With these “upgraded” taste buds so to speak, grass tastes really nice.
As my fellow sheep also rose, we together feast in the endless plain of greens as if we’re razing it. Honestly, this is surprisingly satisfying. The farmer even left a wide wooden crate filled with water so I can also enjoy some “refreshing beverages”. The space is pretty large so you can even do some sort of exercise if you want to run around! I wonder why there are so few sheep though. You’d assume this place to have at least a couple dozen of us but it’s only 5. None of us are rams or lambs either. I’d really want to thank the farmer for this but I’ve yet to even see him so far.

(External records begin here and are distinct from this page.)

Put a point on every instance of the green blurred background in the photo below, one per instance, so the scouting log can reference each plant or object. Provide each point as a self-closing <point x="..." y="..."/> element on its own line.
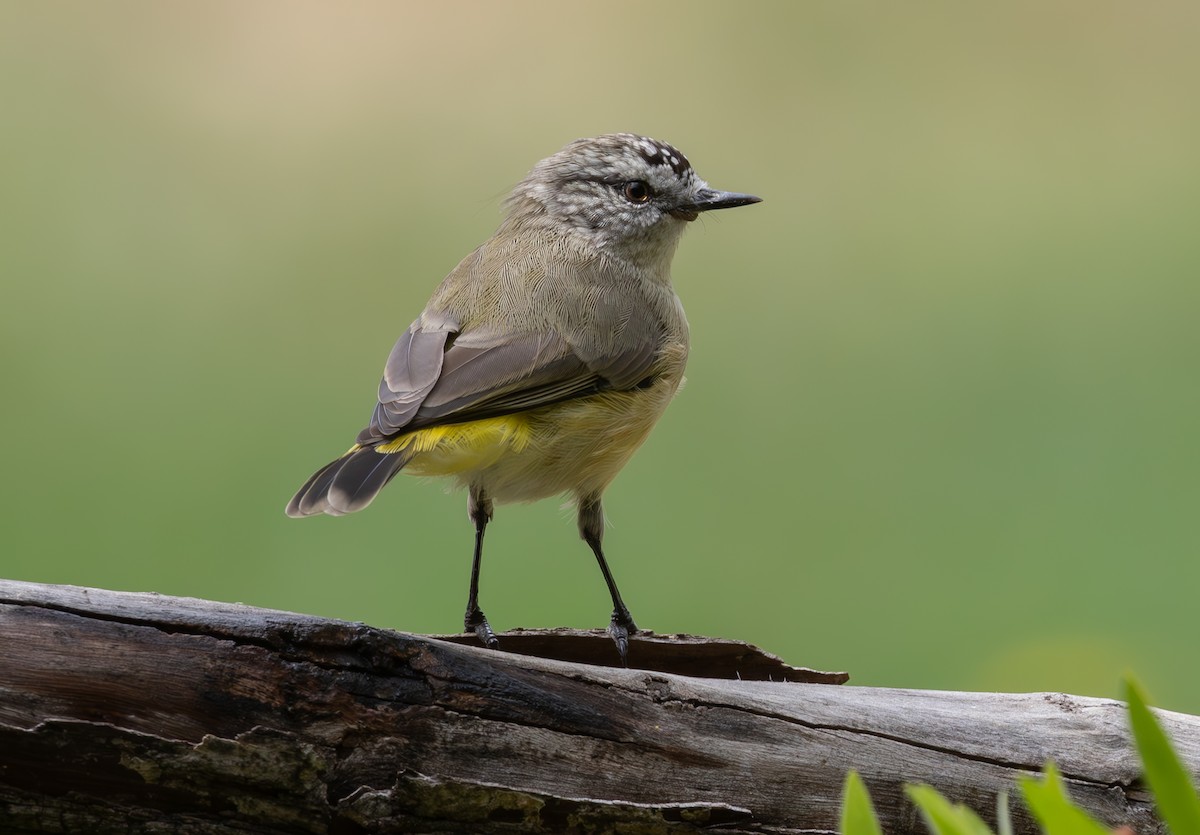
<point x="941" y="420"/>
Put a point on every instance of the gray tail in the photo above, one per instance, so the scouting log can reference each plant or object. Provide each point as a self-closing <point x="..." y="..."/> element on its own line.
<point x="348" y="484"/>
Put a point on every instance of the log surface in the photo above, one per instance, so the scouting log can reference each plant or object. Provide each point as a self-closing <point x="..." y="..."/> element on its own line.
<point x="130" y="713"/>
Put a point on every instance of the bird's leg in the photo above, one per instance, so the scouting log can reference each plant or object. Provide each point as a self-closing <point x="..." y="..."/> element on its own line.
<point x="479" y="508"/>
<point x="592" y="530"/>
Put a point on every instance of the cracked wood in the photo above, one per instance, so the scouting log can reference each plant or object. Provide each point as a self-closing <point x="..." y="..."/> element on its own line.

I mean I can’t communicate with him but I’m sure sympathetic bleating will be just as effective. Probably not. But if the farmer is sparing this much, there might have been a whole lot of us before or he just wants us to grow “perfectly” before being slaughtered. Shuddering at the thought, I really do need to formulate some escape plan – but how do I get around with such an inflexible body?
Trying to bend my two front knees my face slams directly into the grass. Honestly, it’s going to take a while getting used to this height just as much as the body. Why did I have to be a sheep! I cry out.
“Baaaaaaaa”
…
Lifting my head from the green nirvana I slowly make my way through to the fence. It’s completely wooden with a minute gap between two planks. Okay, this should be easy enough! I use my front right leg to bend against the fence and slide my head through it. Now, my left side and done!
I try to kick with my bottom legs and –
*thump*
Huh? Trying again-
*thump*
I really can’t move, am I too fat for this? I guess I’ll try to move back.
*thonk*
Ow! Without bumping my head this time, I move back to my original position and collapse on the floor in dismay. Maybe if I reincarnated here there’s magic? It was a popular trope or maybe not, I’m in an extremely ordinary farm with nothing peculiar other than the run-down house next door. I guess it’s worth a try since my situation is weird to say the least. Fire!
“Baaaaa”
And nothing came out...
Maybe if I imagine it properly? If I think of the ignition of oxygen and then – fire!
“Baaa!”
Nothing at all. I guess I’m a perfectly normal sheep. As I walk to the crate to drown my sorrows in water, the door of the shack slams open. A weary middle-age man enters, the owner of this place I assume, followed by a well-clothed man. A merchant?